A questa situazione si aggiunge l’aumento demografico e lo spostamento verso i centri urbani della maggior parte delle persone, di conseguenza la domanda di nuove strutture abitative. In questo modo si ha l’esigenza di sempre più sabbia che, però, non riesce a tenere il passo con il settore edile sempre più aggressivo. Un granello di sabbia, infatti, seguendo un ciclo naturale impiega dai 100 ai 1000 anni per essere trasportato dai corsi fluviali al mare.
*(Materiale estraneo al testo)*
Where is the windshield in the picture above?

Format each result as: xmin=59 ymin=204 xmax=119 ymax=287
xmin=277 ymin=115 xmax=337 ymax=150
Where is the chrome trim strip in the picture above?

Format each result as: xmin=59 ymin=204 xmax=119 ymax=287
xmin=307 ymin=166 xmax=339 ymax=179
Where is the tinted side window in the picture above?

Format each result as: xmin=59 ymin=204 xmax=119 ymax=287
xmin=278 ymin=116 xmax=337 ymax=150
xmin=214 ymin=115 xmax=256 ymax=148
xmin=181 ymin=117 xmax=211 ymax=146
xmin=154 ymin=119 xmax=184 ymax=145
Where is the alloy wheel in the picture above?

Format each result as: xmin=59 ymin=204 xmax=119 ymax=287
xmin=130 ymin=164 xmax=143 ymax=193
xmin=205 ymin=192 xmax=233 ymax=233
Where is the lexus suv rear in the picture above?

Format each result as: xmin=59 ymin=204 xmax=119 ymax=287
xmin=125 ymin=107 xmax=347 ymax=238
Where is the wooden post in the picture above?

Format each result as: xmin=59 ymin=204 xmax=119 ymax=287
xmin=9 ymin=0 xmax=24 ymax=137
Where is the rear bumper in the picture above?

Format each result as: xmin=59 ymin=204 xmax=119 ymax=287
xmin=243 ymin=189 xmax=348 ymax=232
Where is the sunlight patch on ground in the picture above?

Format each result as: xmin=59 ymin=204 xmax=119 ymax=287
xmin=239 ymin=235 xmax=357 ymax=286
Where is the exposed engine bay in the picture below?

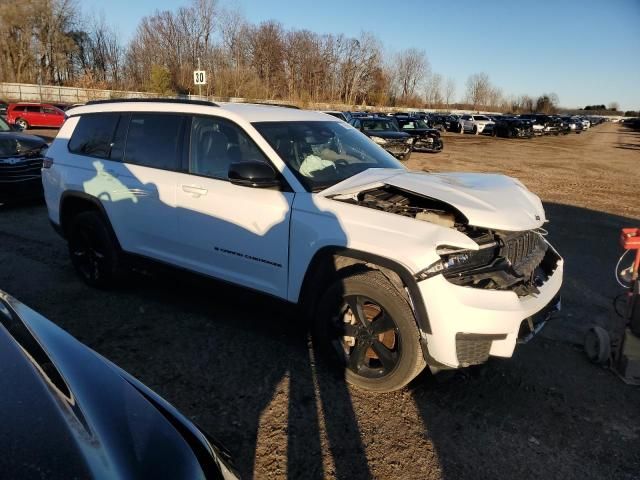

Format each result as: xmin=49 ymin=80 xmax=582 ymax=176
xmin=341 ymin=185 xmax=467 ymax=229
xmin=336 ymin=185 xmax=560 ymax=296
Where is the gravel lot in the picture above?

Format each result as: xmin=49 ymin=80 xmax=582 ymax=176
xmin=0 ymin=124 xmax=640 ymax=480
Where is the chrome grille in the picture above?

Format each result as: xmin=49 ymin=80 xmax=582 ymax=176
xmin=0 ymin=158 xmax=42 ymax=183
xmin=500 ymin=230 xmax=547 ymax=275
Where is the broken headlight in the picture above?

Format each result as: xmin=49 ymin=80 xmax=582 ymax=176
xmin=369 ymin=136 xmax=387 ymax=145
xmin=416 ymin=243 xmax=497 ymax=281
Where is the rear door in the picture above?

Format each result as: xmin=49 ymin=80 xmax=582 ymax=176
xmin=23 ymin=105 xmax=45 ymax=127
xmin=42 ymin=107 xmax=64 ymax=128
xmin=176 ymin=116 xmax=294 ymax=298
xmin=66 ymin=112 xmax=188 ymax=263
xmin=114 ymin=112 xmax=185 ymax=265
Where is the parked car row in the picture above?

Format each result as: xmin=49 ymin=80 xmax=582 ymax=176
xmin=0 ymin=118 xmax=47 ymax=203
xmin=325 ymin=111 xmax=605 ymax=142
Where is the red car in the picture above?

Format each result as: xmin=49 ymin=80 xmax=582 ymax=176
xmin=7 ymin=103 xmax=67 ymax=130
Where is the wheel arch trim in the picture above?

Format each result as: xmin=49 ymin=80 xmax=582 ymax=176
xmin=59 ymin=190 xmax=122 ymax=249
xmin=298 ymin=245 xmax=431 ymax=334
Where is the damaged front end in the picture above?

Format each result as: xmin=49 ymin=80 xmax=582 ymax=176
xmin=380 ymin=137 xmax=415 ymax=161
xmin=430 ymin=230 xmax=560 ymax=297
xmin=413 ymin=129 xmax=444 ymax=153
xmin=341 ymin=185 xmax=560 ymax=297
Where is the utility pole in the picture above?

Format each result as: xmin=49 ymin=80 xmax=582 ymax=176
xmin=198 ymin=57 xmax=202 ymax=97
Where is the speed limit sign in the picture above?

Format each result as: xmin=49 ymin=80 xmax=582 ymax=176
xmin=193 ymin=70 xmax=207 ymax=85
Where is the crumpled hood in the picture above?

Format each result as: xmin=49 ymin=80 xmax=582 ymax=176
xmin=320 ymin=169 xmax=546 ymax=231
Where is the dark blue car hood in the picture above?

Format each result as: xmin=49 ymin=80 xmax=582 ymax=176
xmin=0 ymin=291 xmax=235 ymax=479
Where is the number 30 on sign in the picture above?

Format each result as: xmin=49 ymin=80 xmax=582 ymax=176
xmin=193 ymin=70 xmax=207 ymax=85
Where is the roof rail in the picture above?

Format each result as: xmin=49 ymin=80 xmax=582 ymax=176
xmin=85 ymin=97 xmax=219 ymax=107
xmin=247 ymin=102 xmax=300 ymax=110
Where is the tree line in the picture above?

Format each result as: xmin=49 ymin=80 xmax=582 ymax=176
xmin=0 ymin=0 xmax=620 ymax=113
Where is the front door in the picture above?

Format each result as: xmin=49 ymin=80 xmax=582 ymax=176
xmin=176 ymin=116 xmax=294 ymax=298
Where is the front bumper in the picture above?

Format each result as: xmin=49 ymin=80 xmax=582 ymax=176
xmin=381 ymin=142 xmax=413 ymax=160
xmin=0 ymin=158 xmax=43 ymax=202
xmin=413 ymin=137 xmax=444 ymax=152
xmin=418 ymin=249 xmax=563 ymax=368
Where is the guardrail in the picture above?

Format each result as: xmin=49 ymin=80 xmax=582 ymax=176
xmin=0 ymin=83 xmax=484 ymax=114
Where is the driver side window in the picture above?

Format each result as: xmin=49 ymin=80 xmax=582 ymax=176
xmin=189 ymin=117 xmax=268 ymax=180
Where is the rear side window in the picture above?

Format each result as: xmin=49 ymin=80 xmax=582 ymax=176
xmin=124 ymin=113 xmax=187 ymax=170
xmin=69 ymin=113 xmax=120 ymax=158
xmin=189 ymin=117 xmax=268 ymax=180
A cosa andiamo in contro se si continua a estrarre sabbia a questo ritmo
Se si continua con questo ritmo a estrarre sabbia, senza trovare un’alternativa, le spiagge spariranno per sempre nel corso di questo secolo. La Cina, ad esempio, nel corso del 2016 e del 2017 è riuscita a impiegare più del cemento che gli Stati Uniti hanno usato durante tutto il ventesimo secolo.
Inoltre, la sparizione delle spiagge porterà conseguenze terribili all’agricoltura, poiché la mancanza di impermeabilizzazione dei terreni, data dalla sabbia, permetterà all’acqua salata di penetrare nel terreno, rendendolo inutilizzabile. Anche la vita di numerosissimi esseri viventi marini sarà messa a repentaglio, così come le infrastrutture litorali che potrebbero crollare, com’è successo per molti porti in Cina. Ancora, si creerebbe una massiccia crisi del turismo, settore importantissimo per molti paesi.
Esistono alternative alla sabbia?
Risolvere questo enorme problema non è cosa facile, ma si sta già lavorando a moltissime alternative per ovviare a questa emergenza. L’importante, comunque, è far sì che ci sia una presa di coscienza di massa, così che le politiche prendano più sul serio questo problema gravissimo.
Per fortuna, si sa già quali possono essere le alternative alla sabbia. Eccole:
- Calcestruzzo riciclato: il calcestruzzo riciclato si usa già come aggregato per la base delle strade. L’ANCE italiana ha anche proposto un miglior utilizzo degli scarti da costruzione.
- Vetro riciclato: il vetro riciclato sa essere forte come il calcestruzzo a base di sabbia e il suo utilizzo permette di ridurre le emissioni di CO2 del 18% e il risparmio del 14% sui costi di produzione. In pratica, il vetro viene frantumato e le parti più grandi vengono usate per il calcestruzzo, mentre le più piccole per produrre altro vetro.
- Argilla: è stato da poco brevettato un processo che rende l’argilla dura come il calcestruzzo, senza cottura. L’argilla è molto più economica del sistema corrente e riduce di molto le emissioni di CO2.
- Terra battuta: è possibile ritornare a edificare con terra battuta. Non a caso nelle regioni di Marche e Abruzzo esistono strutture in terra cruda in piedi da millenni.